Christy Schwartz, president of Hazard Women’s Hockey, said there is still hope that their tournament might happen in February.
“That’s kind of what we always practise towards is the big tournaments,” she said. “There’s us, Fort Smith, Fort Simpson and Yellowknife that all have them. And it’s the highlight throughout the season. So it’s sad that we so far aren’t able to plan for those, but if things change I’m sure a couple will pop up.”
It’s nice to play out-of-town teams, said Schwartz. “It’s a different kind of level of energy and excitement and play that comes up when you do that.”
A couple of the presidents mentioned guidance from Hockey North as one reason there are no tournaments.
Kyle Kugler, executive director of Hockey North, said there was not a directive, but more like a recommendation against travel between communities for tournaments.
“We had one request for inter-community travel, like a home-and-home series between Fort Smith and Hay River,” he explained. “At the time there were active Covid cases in Fort Smith. We made the recommendation just to hold off on any community travel for games between the two associations.”

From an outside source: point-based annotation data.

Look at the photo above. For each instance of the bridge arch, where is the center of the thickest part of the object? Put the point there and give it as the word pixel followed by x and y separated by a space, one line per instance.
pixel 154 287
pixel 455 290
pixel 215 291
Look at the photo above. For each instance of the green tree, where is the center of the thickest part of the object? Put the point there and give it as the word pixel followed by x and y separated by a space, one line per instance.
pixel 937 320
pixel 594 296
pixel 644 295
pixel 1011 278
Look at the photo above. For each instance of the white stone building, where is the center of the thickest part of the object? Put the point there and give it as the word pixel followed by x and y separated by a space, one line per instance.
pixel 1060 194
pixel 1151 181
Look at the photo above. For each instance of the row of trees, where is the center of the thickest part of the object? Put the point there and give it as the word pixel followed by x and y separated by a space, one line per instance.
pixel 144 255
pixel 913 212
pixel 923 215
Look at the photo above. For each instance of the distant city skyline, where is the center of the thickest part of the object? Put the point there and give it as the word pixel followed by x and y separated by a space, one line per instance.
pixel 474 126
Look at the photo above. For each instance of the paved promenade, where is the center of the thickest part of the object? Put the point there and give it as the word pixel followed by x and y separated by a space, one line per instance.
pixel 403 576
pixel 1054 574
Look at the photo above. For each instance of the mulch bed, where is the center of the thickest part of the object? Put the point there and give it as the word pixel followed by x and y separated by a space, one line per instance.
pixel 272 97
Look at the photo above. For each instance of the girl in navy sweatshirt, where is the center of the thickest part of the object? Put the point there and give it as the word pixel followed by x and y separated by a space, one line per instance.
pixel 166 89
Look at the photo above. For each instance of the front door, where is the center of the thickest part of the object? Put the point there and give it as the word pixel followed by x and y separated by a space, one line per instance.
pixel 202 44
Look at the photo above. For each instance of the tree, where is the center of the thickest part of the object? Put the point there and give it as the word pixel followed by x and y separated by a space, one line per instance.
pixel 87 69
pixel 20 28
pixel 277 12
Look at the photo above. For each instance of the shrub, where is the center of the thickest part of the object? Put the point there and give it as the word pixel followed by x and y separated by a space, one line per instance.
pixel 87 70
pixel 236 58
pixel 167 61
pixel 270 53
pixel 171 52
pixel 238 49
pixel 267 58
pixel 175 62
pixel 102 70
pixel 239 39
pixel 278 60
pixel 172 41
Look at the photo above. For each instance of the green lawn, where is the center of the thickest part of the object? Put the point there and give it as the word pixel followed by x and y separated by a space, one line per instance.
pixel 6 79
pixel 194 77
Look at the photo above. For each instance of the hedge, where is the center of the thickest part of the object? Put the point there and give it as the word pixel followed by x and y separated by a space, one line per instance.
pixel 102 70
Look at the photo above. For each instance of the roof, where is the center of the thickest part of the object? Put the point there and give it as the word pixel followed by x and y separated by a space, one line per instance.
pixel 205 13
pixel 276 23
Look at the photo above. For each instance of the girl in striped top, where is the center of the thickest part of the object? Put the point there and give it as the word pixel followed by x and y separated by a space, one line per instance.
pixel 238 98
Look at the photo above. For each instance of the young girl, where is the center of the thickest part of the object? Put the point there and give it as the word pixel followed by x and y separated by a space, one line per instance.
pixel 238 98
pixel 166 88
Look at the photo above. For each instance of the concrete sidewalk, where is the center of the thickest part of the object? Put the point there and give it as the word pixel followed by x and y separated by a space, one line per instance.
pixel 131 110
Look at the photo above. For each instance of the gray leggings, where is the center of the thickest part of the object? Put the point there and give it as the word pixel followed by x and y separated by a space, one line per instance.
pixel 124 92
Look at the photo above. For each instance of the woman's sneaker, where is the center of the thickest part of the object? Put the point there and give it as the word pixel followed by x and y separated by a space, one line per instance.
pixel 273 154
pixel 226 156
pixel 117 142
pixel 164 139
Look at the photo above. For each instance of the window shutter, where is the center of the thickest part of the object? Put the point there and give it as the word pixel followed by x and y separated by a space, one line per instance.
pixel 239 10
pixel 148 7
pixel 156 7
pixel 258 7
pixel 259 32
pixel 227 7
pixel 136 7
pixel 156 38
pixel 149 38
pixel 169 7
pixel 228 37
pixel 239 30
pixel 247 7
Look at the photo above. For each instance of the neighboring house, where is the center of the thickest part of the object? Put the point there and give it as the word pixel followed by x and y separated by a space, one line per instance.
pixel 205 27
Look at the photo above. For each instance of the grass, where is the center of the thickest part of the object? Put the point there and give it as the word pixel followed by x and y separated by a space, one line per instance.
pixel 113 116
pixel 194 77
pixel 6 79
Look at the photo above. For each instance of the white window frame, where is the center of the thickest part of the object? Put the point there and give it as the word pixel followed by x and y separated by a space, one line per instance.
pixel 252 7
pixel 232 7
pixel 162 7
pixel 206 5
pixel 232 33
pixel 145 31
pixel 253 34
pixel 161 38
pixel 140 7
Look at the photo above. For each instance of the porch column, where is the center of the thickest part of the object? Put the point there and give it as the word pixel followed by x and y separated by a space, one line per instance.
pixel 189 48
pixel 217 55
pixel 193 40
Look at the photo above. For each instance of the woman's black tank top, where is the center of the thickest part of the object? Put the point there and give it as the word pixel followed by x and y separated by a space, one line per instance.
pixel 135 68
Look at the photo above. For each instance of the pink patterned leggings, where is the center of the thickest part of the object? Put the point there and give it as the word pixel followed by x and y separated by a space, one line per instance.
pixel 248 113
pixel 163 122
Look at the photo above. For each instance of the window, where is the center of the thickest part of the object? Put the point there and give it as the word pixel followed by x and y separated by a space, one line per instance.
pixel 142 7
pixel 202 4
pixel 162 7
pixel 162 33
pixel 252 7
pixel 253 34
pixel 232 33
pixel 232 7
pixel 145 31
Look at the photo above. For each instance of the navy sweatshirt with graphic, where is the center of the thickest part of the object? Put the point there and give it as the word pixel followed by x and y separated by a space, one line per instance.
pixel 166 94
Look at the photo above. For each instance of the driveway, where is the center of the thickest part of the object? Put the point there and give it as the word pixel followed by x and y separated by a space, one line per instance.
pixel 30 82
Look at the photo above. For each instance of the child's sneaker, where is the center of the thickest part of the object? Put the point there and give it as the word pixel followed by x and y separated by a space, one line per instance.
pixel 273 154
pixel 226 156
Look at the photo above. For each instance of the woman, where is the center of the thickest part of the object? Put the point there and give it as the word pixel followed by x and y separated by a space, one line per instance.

Kugler said teams are being asked to continue to hold off until the New Year in line with recommendations from the NWT’s chief public health officer, even though he noted there’s nothing in the GNWT’s public health orders preventing travel around the territory.
“We’re following their lead and just trying to limit the risk of exposure for our participants,” he said.
Kugler can’t say whether tournaments will likely resume later this hockey season.